Cloudflare CEO Matthew Prince is the latest tech executive to ring the warning bells for a near-term dystopian AI scenario.
Speaking to WIRED’s Big Interview Podcast on Tuesday, Prince said that he thinks the days of search engines being “the dominant interface of the web” are already long gone.
“Now, if you run a search, it gives you back an answer at the top of the page. It doesn’t give you a treasure map. Instead, it provides you with what they call an AI Overview, which has taken a whole bunch of content, smashed it together, summarized it in various ways, and synthesized it,” Prince said.
He is not the only person ringing the doomsday bells for internet search. Earlier this month, a federal judge delivered a surprising verdict in an antitrust lawsuit over Google’s search engine monopoly, when he let the tech giant keep its search engine, Chrome. His reasoning was that he believed generative AI finally presented “a meaningful challenge to Google’s market dominance” in internet search.
AI is not a search engine, Prince says, but an “answer engine,” and it fails to drive traffic, which is what keeps internet content creators like researchers, writers, journalists, and more paid.

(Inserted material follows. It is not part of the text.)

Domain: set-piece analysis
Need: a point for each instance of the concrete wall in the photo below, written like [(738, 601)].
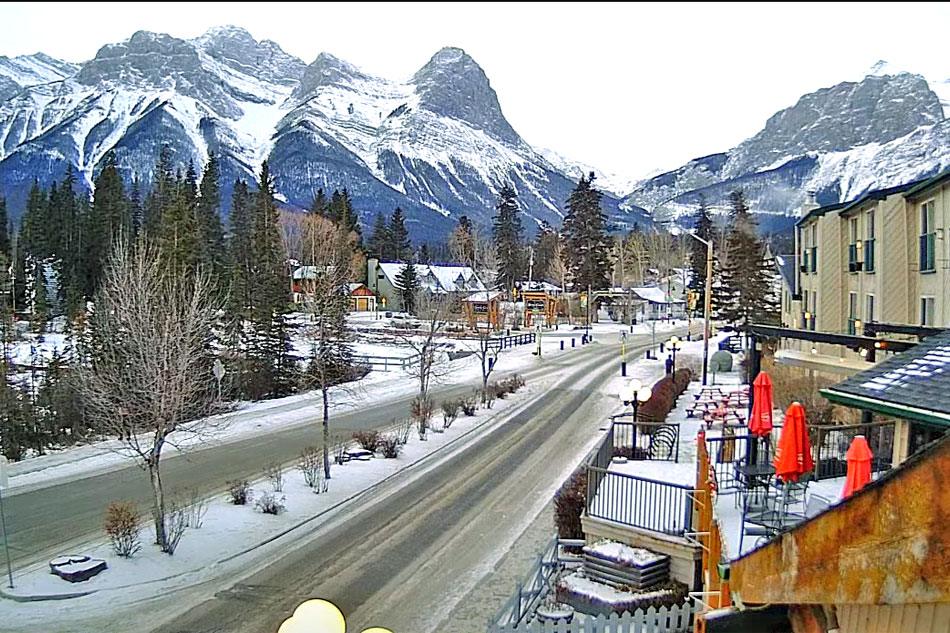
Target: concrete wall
[(685, 557)]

As answer engines continue taking over from search engines, Prince thinks we are staring down three possible futures.
The first future he thinks is unlikely to happen: Journalism, academic research, etc., will all completely die and be taken over by AI. Basically, the “dead internet theory,” according to which much of online content is created by and interacted with via bots, a natural end state of engagement-driven revenue generation strategy from online content.
But AI feeds off of content written by humans; it doesn’t freshly generate it, so that’s looking rather unlikely, he thinks.
The second possibility, however, is “frighteningly likely to happen,” Prince says. He calls it the “Black Mirror possibility.”
In this scenario, he thinks every content creator, from journalists to researchers, will be employed by a handful of AI companies in a system that is going to resemble the 1400s, when artists, thinkers, and writers were all patronized by a handful of powerful families like the Medici family of Florence, Italy. The Medicis were a powerful family that funded the work of many artists and thinkers, but also furthered their political power by controlling information output and making sure it promoted their own ideologies.
If this scenario takes place, Prince thinks AI companies like Anthropic, Perplexity, and Sam Altman’s OpenAI will eventually start hiring the increasingly unemployed journalist population and other content creators to stand up news or content bureaus of their own.
If that does become our reality, what the global information system will end up with is a handful of big tech companies that control knowledge and will likely tune it to their beliefs. Again, not too crazy of an idea: just two months ago, xAI’s Grok made headlines when researchers found that the chatbot checked its owner, Elon Musk’s, opinions before answering sensitive questions.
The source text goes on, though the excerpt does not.